The robustness scores of individual ice-sheet reconstructions vary considerably between time-slices. Lower scores are generally allocated to older time-slices, interstadial periods (e.g. 45 ka, MIS 5a and 5c), and glacial periods such as MIS 8 and 10 that occurred between glaciations of larger extent. These are the time-slices in which empirical evidence is typically poorly preserved and when modelling efforts are generally lacking.

Area-volume scaling

We utilised a scaling power law that converts area (A) to volume (V) to estimate the contribution of individual NH ice sheets to global sea-level changes (i.e., eustatic sea-level changes) (Fig. 2b). The equation for the area-volume scaling is

$$V = cA^\gamma.$$
(1)

For the scaling exponent γ, 5/4 ( = 1.25) is a widely accepted value for ice sheets69. The coefficient c was derived from outputs of three numerical ice-sheet modelling studies17,19,70, which have been used previously to synthesie pre-LGM NH ice-sheet configurations. For each ice sheet, different coefficients were calculated and are shown in Table 1. The agreement amongst the numerical models is best for the EIS and LIS, i.e., the standard deviation is smaller than 10%. Coefficient uncertainties are larger for the CIS, GIS and ice masses in NE Asia. However, compared to the EIS or the LIS, the overall area of these ice sheets is relatively small (see Fig. 2a) and so is the corresponding ice-sheet volume.

Table 1 Area-volume scaling coefficients, c, for the different NH ice sheets as calculated from the output of three numerical ice-sheet modelling studies
Full size table

Using equation (1) with the ice-sheet-specific scaling coefficient, c, the ice-sheet volumes and corresponding global sea-level contributions were calculated for each of the synthesised pre-LGM time-slices. For each time-slice, the volume for the best, minimum and maximum area estimates were translated into global sea-level change by dividing the ice-sheet volume by the area of the world’s ocean, i.e., ~362 million km2. The final values for the best, minimum and maximum global sea-level contribution of the NH ice sheets are shown in Fig. 2b. Note that for each stage prior to 45 ka, with the exception of MIS 5a and 5c for which we attempt to capture the peak warmth, the global sea-level contribution is placed at the global sea-level lowstand in the stage. This decision was made based on the fact that the ice-sheet areas for each stage correspond to the aggregated maximum areas within that stage and not to the instantaneous ice-sheet extent at a specific point in time.

Maximum global sea-level contributions of Antarctic ice sheets are not included in this study. The volume of these ice sheets prior to the LGM remains subject to large uncertainties and published estimates range between 10 and 35 m, depending on the method applied21,71. However, if we assume that Antarctica’s sea-level contribution is linear with global sea-level changes, this value would have the same order of magnitude as the uncertainty that is associated with the Lisiecki and Raymo1 dataset, which is between 5 and 22 m.
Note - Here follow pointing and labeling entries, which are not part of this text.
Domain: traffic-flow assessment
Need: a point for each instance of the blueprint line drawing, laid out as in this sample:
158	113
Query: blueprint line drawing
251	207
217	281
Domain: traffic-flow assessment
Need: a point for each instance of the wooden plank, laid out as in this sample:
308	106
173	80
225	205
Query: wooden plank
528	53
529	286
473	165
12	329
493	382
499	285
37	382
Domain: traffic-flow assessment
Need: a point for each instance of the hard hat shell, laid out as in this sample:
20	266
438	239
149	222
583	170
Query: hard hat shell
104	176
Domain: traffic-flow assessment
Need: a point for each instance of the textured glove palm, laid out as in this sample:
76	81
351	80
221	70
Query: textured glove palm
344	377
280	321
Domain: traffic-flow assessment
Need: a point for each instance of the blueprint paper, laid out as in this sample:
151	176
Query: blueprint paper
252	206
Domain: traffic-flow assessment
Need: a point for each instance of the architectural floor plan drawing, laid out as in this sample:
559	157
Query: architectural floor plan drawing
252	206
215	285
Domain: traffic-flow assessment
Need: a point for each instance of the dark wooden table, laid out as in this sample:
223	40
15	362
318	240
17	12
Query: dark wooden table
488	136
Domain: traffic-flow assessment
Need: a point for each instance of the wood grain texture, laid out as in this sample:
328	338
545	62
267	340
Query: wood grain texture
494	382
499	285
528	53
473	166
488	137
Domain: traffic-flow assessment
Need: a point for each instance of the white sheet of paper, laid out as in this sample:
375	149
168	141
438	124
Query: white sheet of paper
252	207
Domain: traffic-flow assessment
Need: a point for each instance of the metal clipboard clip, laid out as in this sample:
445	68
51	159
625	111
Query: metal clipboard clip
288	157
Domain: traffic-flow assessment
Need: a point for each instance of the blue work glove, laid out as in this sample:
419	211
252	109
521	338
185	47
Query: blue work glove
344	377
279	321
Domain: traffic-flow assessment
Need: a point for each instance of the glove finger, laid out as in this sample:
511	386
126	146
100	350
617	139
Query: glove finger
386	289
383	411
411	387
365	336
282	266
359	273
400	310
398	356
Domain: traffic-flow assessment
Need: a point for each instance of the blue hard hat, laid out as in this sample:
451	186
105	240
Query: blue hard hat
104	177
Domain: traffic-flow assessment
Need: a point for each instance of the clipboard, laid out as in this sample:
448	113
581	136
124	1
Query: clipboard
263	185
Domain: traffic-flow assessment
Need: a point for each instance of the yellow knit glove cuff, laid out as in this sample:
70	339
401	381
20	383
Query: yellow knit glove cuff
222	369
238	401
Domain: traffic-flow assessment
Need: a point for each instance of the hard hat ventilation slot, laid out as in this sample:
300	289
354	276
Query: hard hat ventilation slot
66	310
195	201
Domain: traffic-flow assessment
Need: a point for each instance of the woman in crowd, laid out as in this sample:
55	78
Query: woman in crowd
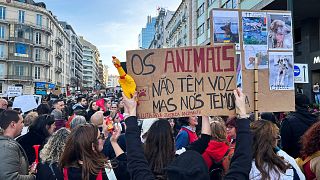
310	153
39	131
48	168
58	117
269	162
232	130
77	120
187	133
92	109
190	164
43	108
218	153
28	120
82	157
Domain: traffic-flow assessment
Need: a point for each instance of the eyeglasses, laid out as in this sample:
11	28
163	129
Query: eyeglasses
102	136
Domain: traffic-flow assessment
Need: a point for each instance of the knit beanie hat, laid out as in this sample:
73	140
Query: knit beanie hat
302	100
188	166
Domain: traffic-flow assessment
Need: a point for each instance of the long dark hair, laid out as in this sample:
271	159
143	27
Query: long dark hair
265	135
159	147
40	124
311	140
79	148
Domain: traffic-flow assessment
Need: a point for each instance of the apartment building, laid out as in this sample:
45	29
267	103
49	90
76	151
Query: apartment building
76	53
33	47
147	33
90	64
179	26
161	34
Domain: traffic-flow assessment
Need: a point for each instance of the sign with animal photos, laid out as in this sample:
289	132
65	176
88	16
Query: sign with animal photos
258	31
301	74
188	81
226	27
281	71
280	31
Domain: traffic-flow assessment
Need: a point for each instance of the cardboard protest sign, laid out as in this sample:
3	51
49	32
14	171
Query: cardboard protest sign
262	34
25	103
184	81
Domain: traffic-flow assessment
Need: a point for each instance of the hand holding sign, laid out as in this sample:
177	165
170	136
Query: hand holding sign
240	102
126	81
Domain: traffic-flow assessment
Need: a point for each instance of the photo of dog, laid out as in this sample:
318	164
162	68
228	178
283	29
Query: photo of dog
283	67
256	51
226	27
280	32
229	37
281	71
254	28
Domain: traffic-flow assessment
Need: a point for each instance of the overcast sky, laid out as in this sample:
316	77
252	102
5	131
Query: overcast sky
112	25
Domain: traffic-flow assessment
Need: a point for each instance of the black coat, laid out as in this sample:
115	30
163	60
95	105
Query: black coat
293	127
240	163
49	172
28	140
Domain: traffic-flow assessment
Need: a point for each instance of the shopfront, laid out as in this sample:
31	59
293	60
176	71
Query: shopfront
43	88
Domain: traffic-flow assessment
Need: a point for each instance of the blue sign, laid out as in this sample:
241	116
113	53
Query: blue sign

The estimates of eustatic sea-level for MIS 8, 10 and 20–24 are not fully independent because parts of the ice-sheet extent for these periods were derived from the ice-sheet configuration during MIS 4 (which has a similar value in the global δ18O record to MIS 8, 10 and 20–241). However, we note that our estimates of eustatic sea-level for MIS 3, which are up to 30–40 m higher than most previously published sea-level curves (Fig. 2b), are derived independently from the sea-level record.